Oltre alla BabyGang chi c’è con lei?

«Lo spettacolo l’ho scritto con Carolina De La Calle Casanova, mi hanno aiutato nella messa in scena Elio De Capitani (che si definisce "il grande tormentatore maieutico") e Maria Consagra. Poi ci sono le canzoni scritte appositamente da Vinicio Capossela, le scene e i costumi di Emanuele Crotti, la consulenza - per l'elaborazione di un linguaggio - dello scrittore Giampaolo Spinato e del mio ”consigliere maccheronico” Riccardo Piferi».

Il «Cantiere» muggesano che cosa le ha lasciato?

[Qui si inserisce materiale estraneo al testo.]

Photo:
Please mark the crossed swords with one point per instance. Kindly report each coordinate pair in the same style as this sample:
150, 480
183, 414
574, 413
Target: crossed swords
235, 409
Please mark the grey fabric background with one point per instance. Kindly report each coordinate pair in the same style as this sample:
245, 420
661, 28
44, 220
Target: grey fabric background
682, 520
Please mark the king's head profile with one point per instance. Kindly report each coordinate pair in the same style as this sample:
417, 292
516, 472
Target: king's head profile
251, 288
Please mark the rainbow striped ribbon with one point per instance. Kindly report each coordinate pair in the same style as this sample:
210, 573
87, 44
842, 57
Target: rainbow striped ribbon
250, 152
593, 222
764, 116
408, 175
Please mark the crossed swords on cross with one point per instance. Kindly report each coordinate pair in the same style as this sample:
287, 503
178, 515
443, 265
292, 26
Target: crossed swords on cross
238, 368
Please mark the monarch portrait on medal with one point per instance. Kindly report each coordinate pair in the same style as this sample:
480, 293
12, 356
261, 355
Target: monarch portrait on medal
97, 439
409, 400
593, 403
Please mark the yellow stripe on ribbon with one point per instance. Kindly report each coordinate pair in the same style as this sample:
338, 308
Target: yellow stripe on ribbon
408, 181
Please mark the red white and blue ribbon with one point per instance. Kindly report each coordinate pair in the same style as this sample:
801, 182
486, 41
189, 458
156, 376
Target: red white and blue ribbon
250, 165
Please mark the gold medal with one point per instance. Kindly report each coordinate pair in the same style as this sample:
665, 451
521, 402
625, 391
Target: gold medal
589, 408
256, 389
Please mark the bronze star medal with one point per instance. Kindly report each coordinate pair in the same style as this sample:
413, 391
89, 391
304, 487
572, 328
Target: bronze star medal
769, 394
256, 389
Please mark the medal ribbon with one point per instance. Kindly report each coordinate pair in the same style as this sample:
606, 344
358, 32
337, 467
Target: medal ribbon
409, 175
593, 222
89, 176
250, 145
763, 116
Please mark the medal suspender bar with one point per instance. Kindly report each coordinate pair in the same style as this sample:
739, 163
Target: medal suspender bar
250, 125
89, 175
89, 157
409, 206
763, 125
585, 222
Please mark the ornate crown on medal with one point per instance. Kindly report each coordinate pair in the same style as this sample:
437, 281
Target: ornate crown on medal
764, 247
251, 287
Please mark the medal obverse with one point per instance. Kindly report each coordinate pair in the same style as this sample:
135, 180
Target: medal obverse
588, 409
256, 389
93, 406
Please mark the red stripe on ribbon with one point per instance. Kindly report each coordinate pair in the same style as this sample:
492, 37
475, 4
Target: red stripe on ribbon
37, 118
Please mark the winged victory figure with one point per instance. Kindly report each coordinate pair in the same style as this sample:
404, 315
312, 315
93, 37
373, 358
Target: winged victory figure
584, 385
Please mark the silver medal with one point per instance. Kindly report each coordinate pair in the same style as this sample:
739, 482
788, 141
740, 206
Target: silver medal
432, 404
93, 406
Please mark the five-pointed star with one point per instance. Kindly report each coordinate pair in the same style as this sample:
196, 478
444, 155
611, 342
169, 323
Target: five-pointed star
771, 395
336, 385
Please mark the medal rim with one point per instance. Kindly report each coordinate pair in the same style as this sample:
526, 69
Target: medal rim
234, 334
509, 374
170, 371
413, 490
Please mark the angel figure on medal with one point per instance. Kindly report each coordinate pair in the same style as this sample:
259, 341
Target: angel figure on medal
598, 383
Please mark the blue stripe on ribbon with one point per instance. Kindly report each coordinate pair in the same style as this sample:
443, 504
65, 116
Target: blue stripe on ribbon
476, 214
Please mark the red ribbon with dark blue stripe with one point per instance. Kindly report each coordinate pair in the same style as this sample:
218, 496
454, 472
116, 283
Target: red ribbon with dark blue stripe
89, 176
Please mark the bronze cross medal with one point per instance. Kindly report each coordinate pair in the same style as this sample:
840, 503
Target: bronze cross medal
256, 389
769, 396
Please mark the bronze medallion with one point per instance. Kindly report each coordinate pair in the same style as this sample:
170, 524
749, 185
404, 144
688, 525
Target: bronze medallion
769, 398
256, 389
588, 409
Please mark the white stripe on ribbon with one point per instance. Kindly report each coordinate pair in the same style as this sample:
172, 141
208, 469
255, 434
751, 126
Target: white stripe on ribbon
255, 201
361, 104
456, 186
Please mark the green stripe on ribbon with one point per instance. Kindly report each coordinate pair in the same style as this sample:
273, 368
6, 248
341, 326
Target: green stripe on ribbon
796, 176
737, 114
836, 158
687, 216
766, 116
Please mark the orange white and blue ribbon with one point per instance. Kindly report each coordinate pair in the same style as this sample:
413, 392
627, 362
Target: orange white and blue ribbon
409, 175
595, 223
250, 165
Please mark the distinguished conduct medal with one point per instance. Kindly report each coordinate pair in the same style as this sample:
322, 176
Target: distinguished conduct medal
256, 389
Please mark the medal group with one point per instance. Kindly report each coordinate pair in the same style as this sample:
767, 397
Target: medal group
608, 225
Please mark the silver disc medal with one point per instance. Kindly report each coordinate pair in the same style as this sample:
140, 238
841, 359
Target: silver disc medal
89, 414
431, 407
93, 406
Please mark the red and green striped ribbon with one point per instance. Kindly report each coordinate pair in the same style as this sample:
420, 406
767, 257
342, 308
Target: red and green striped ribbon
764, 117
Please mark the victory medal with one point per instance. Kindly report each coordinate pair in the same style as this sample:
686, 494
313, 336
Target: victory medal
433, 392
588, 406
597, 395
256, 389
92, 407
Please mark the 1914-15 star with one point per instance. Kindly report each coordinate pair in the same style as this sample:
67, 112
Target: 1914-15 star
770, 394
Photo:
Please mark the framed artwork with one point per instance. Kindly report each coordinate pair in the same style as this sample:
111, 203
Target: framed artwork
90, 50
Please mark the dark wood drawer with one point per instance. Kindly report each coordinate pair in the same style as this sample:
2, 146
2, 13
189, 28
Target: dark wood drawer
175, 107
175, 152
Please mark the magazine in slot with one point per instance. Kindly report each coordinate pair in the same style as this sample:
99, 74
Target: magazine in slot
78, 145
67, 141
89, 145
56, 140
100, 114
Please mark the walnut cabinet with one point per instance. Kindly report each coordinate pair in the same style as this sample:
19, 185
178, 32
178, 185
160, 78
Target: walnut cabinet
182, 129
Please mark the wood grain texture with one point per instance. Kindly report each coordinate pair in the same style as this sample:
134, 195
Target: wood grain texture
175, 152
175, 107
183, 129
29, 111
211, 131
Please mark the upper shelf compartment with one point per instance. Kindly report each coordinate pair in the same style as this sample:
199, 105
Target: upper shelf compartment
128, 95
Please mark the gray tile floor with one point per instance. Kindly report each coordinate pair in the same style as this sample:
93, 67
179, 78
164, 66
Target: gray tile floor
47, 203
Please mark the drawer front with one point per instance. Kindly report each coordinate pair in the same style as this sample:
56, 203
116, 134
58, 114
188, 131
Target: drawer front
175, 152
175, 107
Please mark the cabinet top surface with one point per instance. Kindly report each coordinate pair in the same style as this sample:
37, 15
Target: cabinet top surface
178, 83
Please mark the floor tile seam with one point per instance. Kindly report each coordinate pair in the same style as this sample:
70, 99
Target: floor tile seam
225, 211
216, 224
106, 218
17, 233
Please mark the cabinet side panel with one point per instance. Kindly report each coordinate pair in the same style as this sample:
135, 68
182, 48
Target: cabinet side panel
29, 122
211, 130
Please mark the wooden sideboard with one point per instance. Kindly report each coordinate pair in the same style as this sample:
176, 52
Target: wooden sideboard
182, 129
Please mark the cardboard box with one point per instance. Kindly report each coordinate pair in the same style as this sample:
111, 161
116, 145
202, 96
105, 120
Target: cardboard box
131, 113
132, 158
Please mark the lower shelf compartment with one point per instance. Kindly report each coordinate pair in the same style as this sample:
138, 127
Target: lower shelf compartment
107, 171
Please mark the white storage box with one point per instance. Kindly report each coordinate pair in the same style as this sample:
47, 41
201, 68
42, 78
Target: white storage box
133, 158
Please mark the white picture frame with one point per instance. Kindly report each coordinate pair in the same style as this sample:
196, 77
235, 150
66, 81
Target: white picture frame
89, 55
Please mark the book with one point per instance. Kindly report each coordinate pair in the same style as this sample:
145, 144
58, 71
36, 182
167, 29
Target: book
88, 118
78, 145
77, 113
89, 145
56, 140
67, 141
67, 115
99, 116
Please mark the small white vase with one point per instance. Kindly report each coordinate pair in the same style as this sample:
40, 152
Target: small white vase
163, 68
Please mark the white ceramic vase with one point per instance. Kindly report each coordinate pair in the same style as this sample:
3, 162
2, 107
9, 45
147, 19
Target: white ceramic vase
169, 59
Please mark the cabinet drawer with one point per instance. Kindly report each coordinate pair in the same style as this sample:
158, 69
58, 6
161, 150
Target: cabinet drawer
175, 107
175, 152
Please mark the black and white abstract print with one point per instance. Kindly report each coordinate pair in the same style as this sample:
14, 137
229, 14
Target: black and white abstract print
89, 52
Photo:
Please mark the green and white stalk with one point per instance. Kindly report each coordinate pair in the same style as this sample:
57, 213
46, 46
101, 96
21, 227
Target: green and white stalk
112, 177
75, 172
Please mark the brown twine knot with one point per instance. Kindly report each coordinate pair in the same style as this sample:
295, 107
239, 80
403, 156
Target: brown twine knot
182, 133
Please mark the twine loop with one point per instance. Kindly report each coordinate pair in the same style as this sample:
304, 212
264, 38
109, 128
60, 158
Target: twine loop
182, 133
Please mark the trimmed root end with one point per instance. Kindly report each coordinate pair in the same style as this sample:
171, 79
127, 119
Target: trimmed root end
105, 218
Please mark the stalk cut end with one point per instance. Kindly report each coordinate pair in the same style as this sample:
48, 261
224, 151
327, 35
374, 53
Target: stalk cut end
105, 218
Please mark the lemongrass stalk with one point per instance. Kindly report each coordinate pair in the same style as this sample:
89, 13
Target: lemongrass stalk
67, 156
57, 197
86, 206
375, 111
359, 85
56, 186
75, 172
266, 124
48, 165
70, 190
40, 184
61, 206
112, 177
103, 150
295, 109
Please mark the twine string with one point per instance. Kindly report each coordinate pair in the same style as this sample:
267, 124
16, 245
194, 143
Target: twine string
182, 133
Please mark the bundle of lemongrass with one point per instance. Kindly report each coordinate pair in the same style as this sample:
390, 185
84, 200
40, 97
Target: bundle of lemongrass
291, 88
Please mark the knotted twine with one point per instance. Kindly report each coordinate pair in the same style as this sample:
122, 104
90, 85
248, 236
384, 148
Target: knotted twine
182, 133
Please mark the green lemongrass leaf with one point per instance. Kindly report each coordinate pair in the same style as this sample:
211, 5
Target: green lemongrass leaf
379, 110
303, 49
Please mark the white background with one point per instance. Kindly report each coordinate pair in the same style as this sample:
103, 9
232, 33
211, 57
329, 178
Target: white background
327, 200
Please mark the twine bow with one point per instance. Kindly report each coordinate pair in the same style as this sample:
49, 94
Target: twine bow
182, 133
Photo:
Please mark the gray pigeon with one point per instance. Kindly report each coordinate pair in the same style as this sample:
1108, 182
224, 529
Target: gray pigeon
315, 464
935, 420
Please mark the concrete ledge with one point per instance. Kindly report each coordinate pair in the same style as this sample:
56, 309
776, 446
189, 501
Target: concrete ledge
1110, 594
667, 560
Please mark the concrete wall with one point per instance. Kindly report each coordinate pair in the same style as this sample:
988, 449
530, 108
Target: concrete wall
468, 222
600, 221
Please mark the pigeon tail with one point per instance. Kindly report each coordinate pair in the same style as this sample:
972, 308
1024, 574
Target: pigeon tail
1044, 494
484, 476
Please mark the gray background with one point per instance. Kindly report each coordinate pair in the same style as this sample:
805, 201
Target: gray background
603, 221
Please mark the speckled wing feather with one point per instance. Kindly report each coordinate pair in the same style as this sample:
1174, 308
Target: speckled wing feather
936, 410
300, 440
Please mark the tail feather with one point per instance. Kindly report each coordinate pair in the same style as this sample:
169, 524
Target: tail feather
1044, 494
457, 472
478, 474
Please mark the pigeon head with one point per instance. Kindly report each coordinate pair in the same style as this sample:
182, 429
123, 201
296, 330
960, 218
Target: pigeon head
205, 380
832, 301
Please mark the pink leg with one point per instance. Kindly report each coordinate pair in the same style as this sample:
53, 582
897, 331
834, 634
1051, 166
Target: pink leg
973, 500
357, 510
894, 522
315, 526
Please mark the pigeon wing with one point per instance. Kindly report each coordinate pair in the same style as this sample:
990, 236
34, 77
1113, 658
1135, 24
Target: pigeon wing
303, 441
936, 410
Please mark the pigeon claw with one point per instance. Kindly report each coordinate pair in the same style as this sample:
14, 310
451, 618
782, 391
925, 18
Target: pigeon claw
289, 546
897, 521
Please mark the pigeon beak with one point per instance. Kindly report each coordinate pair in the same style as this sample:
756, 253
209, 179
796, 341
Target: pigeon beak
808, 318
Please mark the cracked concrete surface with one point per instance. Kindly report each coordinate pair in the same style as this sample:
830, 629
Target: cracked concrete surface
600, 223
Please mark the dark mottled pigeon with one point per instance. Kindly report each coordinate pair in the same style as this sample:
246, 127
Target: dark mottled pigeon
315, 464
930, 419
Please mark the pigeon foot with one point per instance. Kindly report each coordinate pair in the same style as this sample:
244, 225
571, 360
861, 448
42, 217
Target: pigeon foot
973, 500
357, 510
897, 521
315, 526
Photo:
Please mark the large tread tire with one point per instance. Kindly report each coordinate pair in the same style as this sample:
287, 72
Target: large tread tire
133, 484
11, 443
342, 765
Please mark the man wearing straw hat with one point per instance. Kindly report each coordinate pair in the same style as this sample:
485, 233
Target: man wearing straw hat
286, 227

«Beh, posso dire che questo progetto è nato all’interno di quel Cantiere. Quei tre mesi di lavoro sono stati il perfezionamento della nostra metodologia. Le sorprese venivano fuori quasi ogni giorno...».

Senta, ma ormai possiamo dire che lei vive a Trieste...

«Non ancora, ma quasi... Ci sto facendo un mezzo pensierino. È da quattro anni che lavoro a Trieste, una sorta di ritorno al passato per trovare il futuro. Qui si lavora meglio che a Milano: c’è più tensione creativa. Chissà, forse è dovuta al confine che c’era, è caduto ma in qualche modo rimane ancora nell’aria, nell’odore, a livello di sensazioni».

E che odore sente, oggi, nella Trieste dove i suoi genitori la portarono a tre o quattro anni in piazza Unità....?

«Quella volta ricordo che mi fece impressione questa grande piazza che si apre sul mare. Ricordo che c’erano tante navi, tante luci... Oggi sento l’odore del cambiamento. Di qualcosa che bolle in pentola. Sento parlare di grandi potenzialità, di grandi opportunità: cose che si accompagnano di solito ai grandi rischi. La ricetta è sempre quella: tornare al passato per trovare il futuro...».